Conrad tensed, getting that violent expression again. "Is he here?"
"No. I don't know why I'm here and he's not, but it's the one thing I'm thankful for."
He relaxed marginally. "When did it happen?"
"The twenty-fourth of August, nineteen twenty-seven. On the night of my party celebrating my move into Elancourt. I'd just finished restoring it." The rundown estate had called to her very soul. She'd lovingly overseen every tiny detail of its restoration, slowly bringing the manor and gardens back to life.
She'd had no idea it would be her eternal home... .
"Enough about him," she said, shaking off the pall of Louis. Now that she was here with Conrad, she was determined to enjoy this conversation.
The second-ever conversation of her afterlife.
"Why do you think you became a ghost?" he asked.
"I was hoping one of you might know."
"I haven't heard the subject talked about much in the Lore - ghosts are a human phenomenon - but I understand your kind is very rare. In all my years, I've never seen one before you."
"Oh." She hadn't expected him to impart the secrets to all ghostly life, but a tad more trivia might have been nice.
"Are you... buried at Elancourt?"
"How strange that question sounds, non? Well, unless something went horribly wrong, I was buried in the city, in the old French Society's aboveground tomb." Néomi's... remains were in a coffin amidst that towering vault. There were at least thirty other bodies within. "But then, crypt robbers might have stolen my body for voodoo rituals."
He frowned at her. "Are you jesting about this?"
"Tell me, Conrad, what's the etiquette when speaking of one's own dead body? No jesting about one's bones? Am I gauche?"
He gave her a look that said he would never understand her, and might not bother trying to. "How did you come by this property?"
"I bought it. All by my female self."
"And how would you afford it?" His tone was tinged with disbelief.
Typical. "I worked," she said, unable to disguise her satisfaction. "I was a ballerina."
"A ballerina. And now a ghost."
"A warlord and now a vampire." She couldn't help but chuckle at the disparity. "What a pair we make."
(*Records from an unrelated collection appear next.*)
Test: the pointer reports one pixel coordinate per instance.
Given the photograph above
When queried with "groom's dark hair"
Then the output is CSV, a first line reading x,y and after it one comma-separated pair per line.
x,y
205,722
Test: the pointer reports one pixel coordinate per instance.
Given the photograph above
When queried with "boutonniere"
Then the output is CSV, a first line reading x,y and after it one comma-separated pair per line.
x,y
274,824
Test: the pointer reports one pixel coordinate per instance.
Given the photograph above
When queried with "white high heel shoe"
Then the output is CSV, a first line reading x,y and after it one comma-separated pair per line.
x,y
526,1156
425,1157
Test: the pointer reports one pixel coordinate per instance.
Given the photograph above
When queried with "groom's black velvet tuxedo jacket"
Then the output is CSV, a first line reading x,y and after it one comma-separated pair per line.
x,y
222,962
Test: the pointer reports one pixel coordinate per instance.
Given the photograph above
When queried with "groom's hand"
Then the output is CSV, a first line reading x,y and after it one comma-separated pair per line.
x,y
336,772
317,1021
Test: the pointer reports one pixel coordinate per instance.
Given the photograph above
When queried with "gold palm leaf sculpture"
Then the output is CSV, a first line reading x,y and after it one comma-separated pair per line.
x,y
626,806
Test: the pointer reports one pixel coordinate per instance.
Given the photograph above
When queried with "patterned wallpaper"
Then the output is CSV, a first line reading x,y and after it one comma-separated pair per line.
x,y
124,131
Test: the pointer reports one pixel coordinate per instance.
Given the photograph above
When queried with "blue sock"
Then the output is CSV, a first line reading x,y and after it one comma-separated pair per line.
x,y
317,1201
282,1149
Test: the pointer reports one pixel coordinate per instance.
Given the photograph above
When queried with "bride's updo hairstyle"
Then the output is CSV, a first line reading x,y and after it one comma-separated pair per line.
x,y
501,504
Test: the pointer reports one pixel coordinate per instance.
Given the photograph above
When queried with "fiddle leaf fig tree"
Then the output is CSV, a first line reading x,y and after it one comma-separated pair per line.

He studied her. "Your laughter... seems out of place."
"Why?"
"Aren't ghosts supposed to be steeped in misery?"
"Right now, I'm enjoying talking to you - so I'm happy. I have plenty of time to be unhappy later."
"Are you usually unhappy?" he asked.
"It's not my nature to be, but my present circumstances are hardly ideal."
"Then we have that in common. Néomi, when my brothers return, I want you to steal a key to my chains."
She breathed, "Steal? Moi? Never."
"I saw you taking things from them already," he said. She gazed up at the ceiling, resisting the urge to whistle with guilt. "Why did you exchange pebbles for your thefts?"
"Well, it's one thing to take something from the living, another to give. I wanted to hear someone say, 'Now, where'd this pebble come from?' well after the fact - it would be like a record of my existence. I thought it would prove me real."
"And now, because I interact with you, you know you're real?" When she nodded, he said, "Then you'd think you'd be more appreciative, more inclined to help me. Néomi, I'm going mad just lying in this room hour after hour."
"You're already mad."
He cast her a glower. "Aren't your kind supposed to be territorial? Get me that key, and then you can be all by yourself again."
"I'm not always alone here," she said. "Families live here at times. And contrary to most ghost stories, I adore having people here. Even if they can't see or hear me, they at least entertain."
"When were the last ones here?"
"Ten years ago. A charming young couple moved in." The husband and wife had been dazzled by the incredible bargain they'd gotten on Elancourt - having no idea it was the scene of a "grisly murder-suicide," as the papers had called it.
The two had worked diligently to restore and modernize as much as they could themselves. When their first baby had come, Néomi had cosseted the little girl, rocking her cradle and putting on floating puppet shows, helping out the exhausted parents as much as possible. Yet when the toddler had begun to cry for an invisible puppeteer, the parents had gotten spooked and moved.
Néomi had been heartbroken - and alone for the next ten years... until Conrad and his brothers had come.
"You've never frightened anyone away?" he asked, as if that was precisely what he would've been doing in her position.
"In truth, I do get very territorial with vandals. I scare them off - and they never return," she said proudly.
"I've already done much more damage to your home than some vandals. Yet you won't help me leave?"
If she gave him a key, he would be gone before the chains hit the ground. And she knew she would never see him again.
Merde, that pang hurt. She inwardly shook herself. "Even if I could get it, why would I give it to you? So you could make good on your threats against your brothers?"
"You would give it to me because, if you don't, then I'm as much your prisoner as theirs."
"Why are you so keen to get away from them, Conrad? They're only trying to do what's best for you."
"You know nothing."
"Then tell me why you hate them so much. Because they turned you?"